MindSearch

🔍 An LLM-based Multi-agent Framework of Web Search Engine (like Perplexity.ai Pro and SearchGPT)

6,267

632

6,267

View on GitHub

Top Related Projects

semantic-kernel

23,530

Integrate cutting-edge LLM technology quickly and easily into your apps

llama_index

40,267

LlamaIndex is the leading framework for building LLM-powered agents over your data.

chroma

19,402

the AI-native open-source embedding database

AI orchestration framework to build customizable, production-ready LLM applications. Connect components (models, vector DBs, file converters) to pipelines or agents that can interact with your data. With advanced retrieval methods, it's best suited for building RAG, question answering, semantic search or conversational agent chatbots.

txtai

10,629

💡 All-in-one open-source embeddings database for semantic search, LLM orchestration and language model workflows

Quick Overview

MindSearch is an open-source natural language processing (NLP) library that provides a set of tools for building and deploying large language models (LLMs) on the web.

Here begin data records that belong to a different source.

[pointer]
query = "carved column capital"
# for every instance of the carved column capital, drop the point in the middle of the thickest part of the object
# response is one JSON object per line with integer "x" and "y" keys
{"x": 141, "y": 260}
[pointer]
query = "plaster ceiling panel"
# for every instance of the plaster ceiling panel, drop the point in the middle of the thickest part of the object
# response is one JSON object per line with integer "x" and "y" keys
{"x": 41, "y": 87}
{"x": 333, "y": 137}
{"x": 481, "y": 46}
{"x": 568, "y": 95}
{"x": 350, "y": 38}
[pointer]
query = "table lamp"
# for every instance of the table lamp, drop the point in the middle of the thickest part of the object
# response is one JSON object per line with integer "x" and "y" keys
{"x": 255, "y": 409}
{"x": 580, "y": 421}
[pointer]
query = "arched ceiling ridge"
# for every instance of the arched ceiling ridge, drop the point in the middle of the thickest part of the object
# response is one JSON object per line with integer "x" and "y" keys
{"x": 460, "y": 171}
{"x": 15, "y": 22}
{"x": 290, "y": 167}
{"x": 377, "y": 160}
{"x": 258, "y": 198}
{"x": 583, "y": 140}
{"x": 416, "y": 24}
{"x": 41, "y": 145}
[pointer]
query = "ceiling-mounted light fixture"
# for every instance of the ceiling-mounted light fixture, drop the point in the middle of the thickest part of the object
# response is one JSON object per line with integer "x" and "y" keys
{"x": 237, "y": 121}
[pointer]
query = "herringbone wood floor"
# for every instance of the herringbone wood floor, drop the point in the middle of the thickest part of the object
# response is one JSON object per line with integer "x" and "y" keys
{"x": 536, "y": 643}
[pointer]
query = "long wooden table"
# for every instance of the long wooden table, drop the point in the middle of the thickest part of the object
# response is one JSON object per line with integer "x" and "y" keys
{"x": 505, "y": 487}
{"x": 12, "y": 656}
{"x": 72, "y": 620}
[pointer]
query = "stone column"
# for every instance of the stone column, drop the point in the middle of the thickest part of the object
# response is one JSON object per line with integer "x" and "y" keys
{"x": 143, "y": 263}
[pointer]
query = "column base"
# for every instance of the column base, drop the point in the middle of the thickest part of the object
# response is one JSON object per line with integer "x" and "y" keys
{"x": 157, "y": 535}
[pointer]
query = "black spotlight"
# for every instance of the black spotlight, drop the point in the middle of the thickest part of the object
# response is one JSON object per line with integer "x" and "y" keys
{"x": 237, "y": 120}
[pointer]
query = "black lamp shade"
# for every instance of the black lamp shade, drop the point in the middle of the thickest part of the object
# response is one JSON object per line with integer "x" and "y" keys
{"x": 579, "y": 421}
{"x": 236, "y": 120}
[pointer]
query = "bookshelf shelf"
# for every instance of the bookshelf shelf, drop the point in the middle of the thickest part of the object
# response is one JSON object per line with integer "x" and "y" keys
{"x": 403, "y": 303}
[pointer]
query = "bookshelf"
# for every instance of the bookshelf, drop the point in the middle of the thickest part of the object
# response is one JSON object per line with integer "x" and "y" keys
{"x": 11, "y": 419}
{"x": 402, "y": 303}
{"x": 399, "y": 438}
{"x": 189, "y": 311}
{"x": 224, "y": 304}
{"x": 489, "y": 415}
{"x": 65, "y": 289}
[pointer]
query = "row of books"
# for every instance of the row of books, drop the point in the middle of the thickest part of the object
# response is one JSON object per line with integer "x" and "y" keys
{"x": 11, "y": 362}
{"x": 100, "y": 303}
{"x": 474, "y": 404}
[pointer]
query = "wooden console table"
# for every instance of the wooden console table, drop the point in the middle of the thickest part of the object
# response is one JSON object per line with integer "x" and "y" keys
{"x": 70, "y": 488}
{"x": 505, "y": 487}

It aims to make it easier for developers to integrate powerful AI-powered search and question-answering capabilities into their applications.

Pros

Modular and Extensible: MindSearch is designed with a modular architecture, allowing developers to easily integrate specific components or extend the functionality as needed.
Web-based Deployment: The library supports web-based deployment, making it easier to integrate AI-powered search and question-answering features into web applications.
Customizable Models: MindSearch allows developers to fine-tune and customize the language models to better suit their specific use cases.
Open-source and Community-driven: The project is open-source, encouraging community contributions and collaboration.

Cons

Limited Documentation: The project's documentation could be more comprehensive, which may make it challenging for new users to get started.
Performance Concerns: Depending on the size and complexity of the language models used, the performance of MindSearch-powered applications may be a concern, especially for real-time use cases.
Dependency on External Libraries: MindSearch relies on several external libraries and frameworks, which may introduce additional complexity and potential compatibility issues.
Lack of Widespread Adoption: As a relatively new project, MindSearch may not have the same level of community support and ecosystem as more established NLP libraries.

Code Examples

from mindsearch import MindSearchEngine

# Initialize the MindSearchEngine
engine = MindSearchEngine()

# Load a pre-trained language model
engine.load_model("path/to/model")

# Perform a search query
results = engine.search("What is the capital of France?")
print(results)

This code demonstrates how to initialize the MindSearchEngine, load a pre-trained language model, and perform a search query.

from mindsearch import MindSearchEngine

# Initialize the MindSearchEngine
engine = MindSearchEngine()

# Fine-tune the language model
engine.fine_tune_model("path/to/training_data")

# Evaluate the model's performance
accuracy = engine.evaluate_model()
print(f"Model accuracy: {accuracy}")

This code shows how to fine-tune the language model using custom training data and evaluate the model's performance.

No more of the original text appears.